Descubrir el placer de escribir no fue difícil. Ya se sabe que muy sencillo se puede tornar “descubrir” algo que siempre estuvo y solo esperaba un detonante para salir a la luz. En mi caso creo que fueron la lectura y/o el gozo por las clases de humanidades, los responsables de un amor que sobrevivió incluso a quince años dedicados casi por completo a la ciencia, primero como estudiante de la carrera de Bioquímica, en la Universidad de La Habana, y luego como investigador del Centro de Ingeniería Genética y Biotecnología, también en la capital del país, que dejaron, además de una licenciatura, una maestría y un doctorado, la necesidad, casi enfermiza, de ir a los orígenes, a la explicación pormenorizada de cada detalle, a la búsqueda de una perfección que sabemos inalcanzable.
La escritura pues, ha sido un proceso formativo. Descubrir en su momento a García Márquez, Milán Kundera, Rubem Fonseca, Abelardo Castillo, Mark Twain, Roald Dahl, Hemingway, Benedetti, Hermann Hesse, Salinger… y tantos otros que haría la lista interminable, marcó profundamente mi forma de construir un texto.
Me gusta creer que adoro la sencillez, a sabiendas o no de que en esa simplicidad habita una belleza casi insuperable, pero en ocasiones, una casi invisible necesidad de buscar la perfección (dicen que los virgo son así) me traiciona.
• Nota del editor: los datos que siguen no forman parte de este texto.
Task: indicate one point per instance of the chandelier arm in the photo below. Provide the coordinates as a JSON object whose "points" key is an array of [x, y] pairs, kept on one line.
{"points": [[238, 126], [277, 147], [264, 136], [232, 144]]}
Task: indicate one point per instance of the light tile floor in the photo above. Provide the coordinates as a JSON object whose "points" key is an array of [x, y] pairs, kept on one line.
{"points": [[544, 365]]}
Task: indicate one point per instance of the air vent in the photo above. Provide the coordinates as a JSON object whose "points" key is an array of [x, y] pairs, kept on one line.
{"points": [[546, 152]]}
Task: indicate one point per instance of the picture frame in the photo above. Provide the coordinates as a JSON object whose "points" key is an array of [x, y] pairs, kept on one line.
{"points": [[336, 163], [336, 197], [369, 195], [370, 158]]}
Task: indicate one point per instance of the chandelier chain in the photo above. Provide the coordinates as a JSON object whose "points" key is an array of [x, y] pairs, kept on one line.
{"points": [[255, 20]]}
Necesito revisar el texto tantas veces como sea posible, a veces incluso para regodearme en lo ya escrito, a veces para cambiar el narrador de primera a tercera persona, o viceversa, a veces para simplificar lo que en un inicio parecía demasiado rebuscado.
Un día, sin proponérmelo, comencé a escribir textos para niños y adolescentes y descubrí un enorme placer en ello. Supongo que era cuestión de tiempo pues si bien adoro ver una buena película al puro estilo de Steven Spielberg, Jane Campion, Milos Forman, Francis Ford Coppola, Quentin Tarantino, Tim Burton o Tomás Gutiérrez Alea, disfruto mucho más los dibujos animados o cualquier otro programa infantil. Me gustaría, por ejemplo, ser un fraggel, visitar la fábrica de Willy Wonka, ser el mejor amigo de Tom Sawyer y Huckleberry Finn, tener los poderes de Mathilda…
Sin discusión, mi personaje literario favorito es Holden Caulfield (también me gustaría ser él), y aunque luego de leer El guardián en el trigal sentí la necesidad impostergable de escribir (en apenas quince días) la primera versión de Estación de Cigüeñas, me decepcionó un poco darme cuenta de que Salinger le debía tanto a Twain como yo (y unos cuantos otros) a él mismo. En ese sentido, como ser humano le temo a la decepción y amo la verdad y la libertad, algo que imitan mis personajes de manera casi irracional.
No me permito manías de escritura. Escribo cuando puedo, aunque mucho menos de lo que quisiera, y creo que también menos de lo que pudiera (la procastinación en ocasiones se convierte en cómplice de esta circunstancia), y aunque sé que es una verdad de Perogrullo, estoy consciente de que mi vida no me alcanzará para escribir todo lo que quiero.
Me interesa cualquier tipo de personaje, aunque los diferentes, excéntricos, originales, contestatarios… tienen un atractivo que, obviamente, me cautivan mucho más como, me atrevería a asegurar, le sucede a la mayoría de los escritores.
También escribo para la radio y la televisión. Comenzar a escribir para estos medios fue una revelación y un aprendizaje. Son códigos muy diferentes a los que se asumen a la hora de escribir un libro, pero sí hay algo en común: la diversión. Y ese es un ingrediente que nunca falta en mi proceso creativo.
Por último, soy un ser bastante tímido (tal vez es la causa por la que adoro ser osado e incluso trasgresor mis historias), por la que prefiero pasar inadvertido antes que llamar la atención, por las que sufro si debo presentar un libro o participar en una mesa redonda. Por eso no sé qué hago escribiendo esto. Será quizás porque soy un (otro) personaje cuya historia aún no me decido a escribir. ¿Quién sabe?